String Ambiguity in Python

In Python there are three semantic types when handling character strings:

  1. Text: by nature can be part of internationalization processes. See Unicode for a standard for the representation, and handling of text in most of the world’s writing systems.

    In Python 2 there is an special type unicode to process text, but sometimes str is also used encoding the content; but in Python 3 str is always represented as Unicode.

  2. Technical Strings: those used for for some special object names (classes, functions, modules, …); the __all__ definition in modules, identifiers, etc. Those values most times requires necessarily to be instances of str type. Try next in Python 2:

    >>> class Foobar(object):
    ...    pass
    >>> Foobar.__name__ = u'foobar'
    TypeError: can only assign string to xxx.__name__, not 'unicode'
    

    In Python 2 str and bytes are synonymous; but in Python 3 are different types and bytes is exclusively used for binary strings.

  3. Binary Strings: binary data (normally not readable by humans) represented as a character string. In Python 3 the main built-in type for this concept is bytes.

Mismatch Semantics Comparison

In Python 2 series, equal comparison for unicode an str types don’t ever match. The following example fails in that version:

>>> s = 'λ'
>>> u = u'λ'
>>> u == s
False

Also a UnicodeWarning is issued with message “Unicode equal comparison failed to convert both arguments to Unicode - interpreting them as being unequal.

To correctly compare, use the same type. For example:

>>> from xoutil.eight.text import force
>>> force(s) == force(u)
True

Compatibility Modules

Xoutil has a Python 2 and 3 compatibility package named eight. So these issues related to ambiguity when handling strings (see Text versus binary data) are dealt in the sub-modules:

These modules can be used transparently in both Python versions.

Encoding Hell

To represent a entire range of characters is used some kind of encoding system. Maybe the trending top is the UTF family.

This complex diversity, even when strictly necessary for most applications, represents an actual “hell” for programmers.

For more references see codecs standard module. Also the xoutil.future.codecs, and xoutil.eight.text extension modules.

Changes in 1.8.0 in xoutil.string.

  • xoutil.future.codecs: Moved here functions force_encoding(), safe_decode(), and safe_encode().

  • xoutil.eight.string: Technical string handling. In this module:

    • force(): Replaces old safe_str, and force_str versions.

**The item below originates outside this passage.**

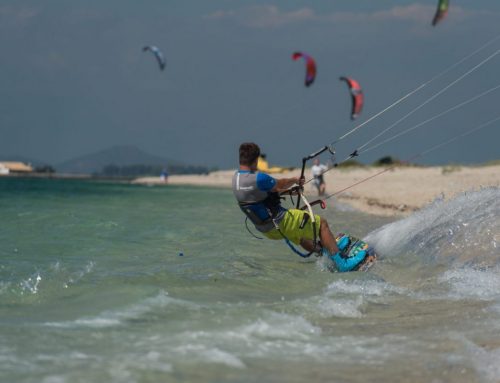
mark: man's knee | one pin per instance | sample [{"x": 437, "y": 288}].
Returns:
[{"x": 324, "y": 223}]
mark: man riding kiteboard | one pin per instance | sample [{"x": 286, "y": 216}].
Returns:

    • safe_join(): Replaces old version in future module. This function is useless, it’s equivalent to:

      force(vale).join(force(item) for item in iterator)
      
    • force_ascii(): Replaces old normalize_ascii. This function is safe and the result will be of standard str type containing only equivalent ASCII characters from the argument.

  • xoutil.eight.text: Text handling, strings can be part of internationalization processes. In this module:

    • force(): Replaces old safe_str, and force_str versions, but always returning the text type.

    • safe_join(): Replaces old version in future module, but in this case always return the text type. This function is useless, it’s equivalent to:

      force(vale).join(force(item) for item in iterator)
      
  • capitalize_word function was completely removed, use instead standard method word.capitalize().

  • Functions capitalize, normalize_name, normalize_title, normalize_str, parse_boolean, parse_url_int were completely removed.

  • normalize_unicode was completely removed, it’s now replaced by xoutil.eight.text.force().

  • hyphen_name was moved to xoutil.cli.tools.

  • strfnumber was moved as an internal function of ‘xoutil.future.datetime’:mod: module.

  • Function normalize_slug is now deprecated. You should use now slugify().